Burleson (2006) at MIT has developed an Affective Learning Companion that is able to mirror several student non-verbal behaviours believed to influence persuasion and liking. The agent is attached to a game based on the Towers of Hanoi problem, and mirrors students in real time based upon input from several nonverbal communication sensors: a pressure mouse, a wireless skin conductance wrist band, a posture analysis seat and a camera that detects upper facial features (but not lower facial features that convey expressions such as smiling and tension). To test the effects of the mirroring, the real-time mirroring agent was compared to an agent that used prerecorded behaviours instead of real-time adaptation – the prerecorded behaviours were chosen by identifying the most common inputs from the nonverbal sensors in a previous pilot test and using those as the basis for an “average” response. However, testing with 11-13 year old students found no significant difference between the strength of the social bond created by the mirroring and prerecorded agents; this may have been because the prerecorded version was, after all, based on commonly occurring student affective states in the previous pilot study. The agent was also capable of two types of feedback: an affective response and a task-based response – it was found that the girls in the study were significantly more likely to favour the affective response than the boys.

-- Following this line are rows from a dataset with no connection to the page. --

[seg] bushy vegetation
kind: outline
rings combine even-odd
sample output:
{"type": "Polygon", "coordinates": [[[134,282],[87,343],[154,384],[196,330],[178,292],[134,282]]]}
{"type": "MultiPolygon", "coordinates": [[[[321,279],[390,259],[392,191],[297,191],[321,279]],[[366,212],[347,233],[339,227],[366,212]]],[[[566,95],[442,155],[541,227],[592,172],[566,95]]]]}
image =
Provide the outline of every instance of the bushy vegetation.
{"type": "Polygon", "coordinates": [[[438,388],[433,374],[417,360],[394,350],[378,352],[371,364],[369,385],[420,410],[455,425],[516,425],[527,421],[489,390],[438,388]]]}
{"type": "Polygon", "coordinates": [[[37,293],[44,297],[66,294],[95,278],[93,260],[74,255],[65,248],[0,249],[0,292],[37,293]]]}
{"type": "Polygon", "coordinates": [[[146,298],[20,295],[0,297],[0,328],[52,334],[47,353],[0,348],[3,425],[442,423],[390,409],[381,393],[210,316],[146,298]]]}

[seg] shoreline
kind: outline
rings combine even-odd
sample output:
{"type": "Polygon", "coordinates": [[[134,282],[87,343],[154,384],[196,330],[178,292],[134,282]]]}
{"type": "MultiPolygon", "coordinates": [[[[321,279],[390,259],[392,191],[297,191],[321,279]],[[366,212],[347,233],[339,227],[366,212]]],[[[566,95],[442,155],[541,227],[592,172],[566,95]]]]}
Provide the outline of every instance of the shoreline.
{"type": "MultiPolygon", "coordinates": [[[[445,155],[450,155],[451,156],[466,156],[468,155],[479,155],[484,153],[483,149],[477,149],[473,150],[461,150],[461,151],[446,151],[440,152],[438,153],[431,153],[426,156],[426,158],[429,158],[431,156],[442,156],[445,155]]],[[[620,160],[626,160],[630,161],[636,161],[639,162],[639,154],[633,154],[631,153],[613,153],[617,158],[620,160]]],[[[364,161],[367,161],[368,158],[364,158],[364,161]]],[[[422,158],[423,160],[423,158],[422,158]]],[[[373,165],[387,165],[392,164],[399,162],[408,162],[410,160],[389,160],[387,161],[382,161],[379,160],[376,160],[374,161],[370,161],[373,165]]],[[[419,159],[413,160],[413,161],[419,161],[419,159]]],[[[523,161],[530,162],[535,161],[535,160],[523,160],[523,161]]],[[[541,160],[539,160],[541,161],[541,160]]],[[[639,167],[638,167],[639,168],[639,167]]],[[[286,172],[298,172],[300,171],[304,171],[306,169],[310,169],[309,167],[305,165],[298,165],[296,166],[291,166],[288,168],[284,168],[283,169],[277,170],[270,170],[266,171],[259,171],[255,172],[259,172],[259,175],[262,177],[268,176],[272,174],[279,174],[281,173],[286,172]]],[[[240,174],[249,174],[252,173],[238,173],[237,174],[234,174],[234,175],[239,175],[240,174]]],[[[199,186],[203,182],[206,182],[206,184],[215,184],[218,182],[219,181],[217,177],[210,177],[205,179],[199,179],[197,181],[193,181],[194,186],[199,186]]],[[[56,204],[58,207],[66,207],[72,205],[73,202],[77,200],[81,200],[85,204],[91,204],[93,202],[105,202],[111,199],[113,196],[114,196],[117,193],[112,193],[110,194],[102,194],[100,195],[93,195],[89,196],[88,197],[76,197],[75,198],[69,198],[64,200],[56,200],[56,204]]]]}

The Affective Learning Companion is also able to detect frustration/help seeking behaviour from students using input from the nonverbal sensors with an accuracy of 79%, but that result is based on offline computation. Future work will be needed to refine the system to accurately sense these frustration/help seeking behaviours in real time, so that the agent can be continuously aware of the student’s affective state as he/she completes the Towers of Hanoi exercise. Exactly how and when the agent will choose to intervene (or not) will be based upon the real time information from the sensors as well as the personality type of the student.
Litman and Riley (2006) continue their work with ITSPOKE, an ITS that helps students with physics problems. They plan to make the system able to adapt to the affective student by analyzing acoustic-prosodic features of student speech, in conjunction with natural language processing. However, they are still at the stage of improving the speech analyser, and research into how ITSPOKE will adapt to student emotion remains a task for future work.
Researchers at Essex University and Shanghai Jiao Tong University plan to test a special emotion-aware tutoring system on students in China, with a view towards augmenting distance learning technology (Simonite, 2007). Students will wear a Bluetooth-enabled sensor ring on their finger, which will transmit heart rate, blood pressure and skin conductance data to the tutoring system; this data will be analysed to assess the user’s boredom and confusion levels.